The most consequential passporting change concerns outsourcing. Under PSD3, where a payment institution outsources material functions — including customer due diligence, fraud monitoring, or settlement reconciliation — to a service provider located in a third country, the home state competent authority must assess whether effective supervision of the outsourced function is possible. This is not a prohibition on third-country outsourcing, but it creates an assessment obligation and a potential ground for supervisory intervention that did not exist with the same clarity under PSD2. Firms operating from EU hubs with operational functions in non-EU jurisdictions need to document their outsourcing chains against this standard now, not after the PSR applies.

Fee Transparency and the Value Date Rules

The PSR restates and extends the value date and fund availability rules from PSD2. For euro-denominated credit transfers within the SEPA zone, the PSR requires that the payee's account is credited with value the same business day as the transfer is received. For non-euro transfers, the maximum execution time is extended to one additional business day. These are not new rules conceptually, but the PSR's direct application means that national implementing measures that previously gave member states discretion over value dating for domestic transfers are superseded.
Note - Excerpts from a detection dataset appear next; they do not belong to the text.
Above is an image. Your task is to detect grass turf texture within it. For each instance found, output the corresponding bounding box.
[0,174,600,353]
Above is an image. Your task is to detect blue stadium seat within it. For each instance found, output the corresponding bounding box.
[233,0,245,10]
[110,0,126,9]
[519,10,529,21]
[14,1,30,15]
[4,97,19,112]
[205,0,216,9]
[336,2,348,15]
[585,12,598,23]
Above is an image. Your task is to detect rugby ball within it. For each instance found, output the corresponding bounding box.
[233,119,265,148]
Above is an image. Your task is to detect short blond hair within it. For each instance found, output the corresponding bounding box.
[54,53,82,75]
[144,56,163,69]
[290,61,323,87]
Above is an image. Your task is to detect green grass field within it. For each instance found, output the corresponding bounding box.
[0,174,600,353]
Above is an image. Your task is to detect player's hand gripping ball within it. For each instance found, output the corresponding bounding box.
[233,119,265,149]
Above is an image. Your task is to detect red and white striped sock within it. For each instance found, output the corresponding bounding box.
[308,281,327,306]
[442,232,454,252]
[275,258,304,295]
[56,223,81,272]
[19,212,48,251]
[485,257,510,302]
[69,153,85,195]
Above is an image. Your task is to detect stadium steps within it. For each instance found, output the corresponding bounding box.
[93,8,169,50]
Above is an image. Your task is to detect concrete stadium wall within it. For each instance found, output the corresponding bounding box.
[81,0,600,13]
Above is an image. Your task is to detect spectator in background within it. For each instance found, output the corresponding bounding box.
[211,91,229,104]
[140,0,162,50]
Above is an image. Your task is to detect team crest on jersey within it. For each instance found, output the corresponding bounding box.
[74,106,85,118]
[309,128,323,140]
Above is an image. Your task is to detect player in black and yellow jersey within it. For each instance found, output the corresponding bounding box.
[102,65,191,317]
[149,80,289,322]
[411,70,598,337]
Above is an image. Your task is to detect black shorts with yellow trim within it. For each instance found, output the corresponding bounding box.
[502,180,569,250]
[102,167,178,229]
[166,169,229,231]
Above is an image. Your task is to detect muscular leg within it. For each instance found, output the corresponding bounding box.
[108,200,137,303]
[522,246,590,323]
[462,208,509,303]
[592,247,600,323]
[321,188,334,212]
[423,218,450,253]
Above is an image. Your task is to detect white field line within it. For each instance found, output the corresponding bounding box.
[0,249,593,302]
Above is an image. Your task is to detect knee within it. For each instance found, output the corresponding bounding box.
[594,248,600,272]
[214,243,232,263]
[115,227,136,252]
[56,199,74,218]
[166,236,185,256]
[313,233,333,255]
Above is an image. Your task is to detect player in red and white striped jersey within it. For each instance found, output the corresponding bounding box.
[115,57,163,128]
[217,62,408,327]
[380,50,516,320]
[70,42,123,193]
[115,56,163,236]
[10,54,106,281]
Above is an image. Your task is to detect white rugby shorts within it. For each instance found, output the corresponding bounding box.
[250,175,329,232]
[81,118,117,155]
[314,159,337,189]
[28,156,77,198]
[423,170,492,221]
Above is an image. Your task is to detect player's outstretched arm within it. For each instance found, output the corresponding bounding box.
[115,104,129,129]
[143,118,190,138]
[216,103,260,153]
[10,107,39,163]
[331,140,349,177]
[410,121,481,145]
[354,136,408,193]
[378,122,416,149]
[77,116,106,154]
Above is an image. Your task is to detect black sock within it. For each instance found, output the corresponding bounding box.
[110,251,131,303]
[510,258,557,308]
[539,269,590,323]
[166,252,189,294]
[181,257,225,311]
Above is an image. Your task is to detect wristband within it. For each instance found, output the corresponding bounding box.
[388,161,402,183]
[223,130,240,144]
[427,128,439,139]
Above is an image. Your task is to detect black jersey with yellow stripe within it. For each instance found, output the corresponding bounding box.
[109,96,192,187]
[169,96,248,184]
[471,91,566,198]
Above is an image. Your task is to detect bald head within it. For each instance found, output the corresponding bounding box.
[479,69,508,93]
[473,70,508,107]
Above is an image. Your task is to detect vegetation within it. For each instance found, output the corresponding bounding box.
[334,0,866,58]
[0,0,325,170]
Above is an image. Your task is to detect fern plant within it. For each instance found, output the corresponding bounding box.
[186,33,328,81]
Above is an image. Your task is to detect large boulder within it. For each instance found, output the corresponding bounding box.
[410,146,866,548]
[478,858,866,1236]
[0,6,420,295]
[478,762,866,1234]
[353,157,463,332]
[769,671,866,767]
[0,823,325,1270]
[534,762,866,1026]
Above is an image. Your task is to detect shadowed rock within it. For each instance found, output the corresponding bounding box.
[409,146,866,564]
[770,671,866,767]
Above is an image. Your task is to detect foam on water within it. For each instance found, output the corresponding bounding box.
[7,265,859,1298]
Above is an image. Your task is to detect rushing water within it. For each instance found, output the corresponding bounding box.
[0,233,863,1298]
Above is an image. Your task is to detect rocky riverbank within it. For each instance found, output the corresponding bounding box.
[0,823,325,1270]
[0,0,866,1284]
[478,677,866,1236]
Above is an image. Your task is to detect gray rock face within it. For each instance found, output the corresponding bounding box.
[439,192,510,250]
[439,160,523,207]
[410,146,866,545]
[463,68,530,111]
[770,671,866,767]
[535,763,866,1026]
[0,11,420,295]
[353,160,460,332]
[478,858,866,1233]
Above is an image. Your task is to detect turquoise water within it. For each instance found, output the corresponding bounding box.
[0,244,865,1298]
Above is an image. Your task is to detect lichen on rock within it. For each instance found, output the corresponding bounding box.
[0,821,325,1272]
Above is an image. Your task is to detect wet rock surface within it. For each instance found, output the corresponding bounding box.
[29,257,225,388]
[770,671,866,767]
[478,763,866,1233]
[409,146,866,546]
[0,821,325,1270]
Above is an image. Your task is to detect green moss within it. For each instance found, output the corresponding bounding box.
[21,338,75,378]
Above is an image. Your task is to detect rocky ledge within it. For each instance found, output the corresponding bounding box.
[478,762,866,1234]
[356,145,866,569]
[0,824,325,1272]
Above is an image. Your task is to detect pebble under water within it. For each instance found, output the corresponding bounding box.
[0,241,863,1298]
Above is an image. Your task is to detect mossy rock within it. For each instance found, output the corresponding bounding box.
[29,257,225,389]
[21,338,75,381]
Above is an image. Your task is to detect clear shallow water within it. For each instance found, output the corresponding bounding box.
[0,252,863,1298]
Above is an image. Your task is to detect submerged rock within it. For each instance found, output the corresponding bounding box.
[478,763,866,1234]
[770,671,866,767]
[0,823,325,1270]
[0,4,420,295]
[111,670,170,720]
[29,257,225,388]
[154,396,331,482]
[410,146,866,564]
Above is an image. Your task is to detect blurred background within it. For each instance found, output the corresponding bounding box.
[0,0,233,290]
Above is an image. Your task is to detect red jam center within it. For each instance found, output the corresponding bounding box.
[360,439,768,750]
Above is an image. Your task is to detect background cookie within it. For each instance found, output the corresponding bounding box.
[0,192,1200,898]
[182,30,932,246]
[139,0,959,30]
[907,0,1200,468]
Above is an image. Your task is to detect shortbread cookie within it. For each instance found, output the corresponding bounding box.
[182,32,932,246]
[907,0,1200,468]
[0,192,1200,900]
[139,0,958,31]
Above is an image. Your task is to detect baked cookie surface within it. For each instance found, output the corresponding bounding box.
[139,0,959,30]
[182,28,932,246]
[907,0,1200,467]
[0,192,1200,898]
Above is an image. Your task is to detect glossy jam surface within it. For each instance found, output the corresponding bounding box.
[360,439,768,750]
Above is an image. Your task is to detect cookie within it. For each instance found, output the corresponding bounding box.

The fee transparency rules require clear disclosure of all charges, including currency conversion charges, before a payment is executed. The PSR introduces a standardised cost comparison tool requirement: PSPs must direct consumers who request currency conversion to a comparison source approved by the European Banking Authority. This directly affects foreign exchange and currency conversion services embedded in payment apps and travel-oriented card products. Pricing models that rely on non-transparent margin embedded in exchange rates will need to be redesigned or clearly disclosed at the point of transaction initiation.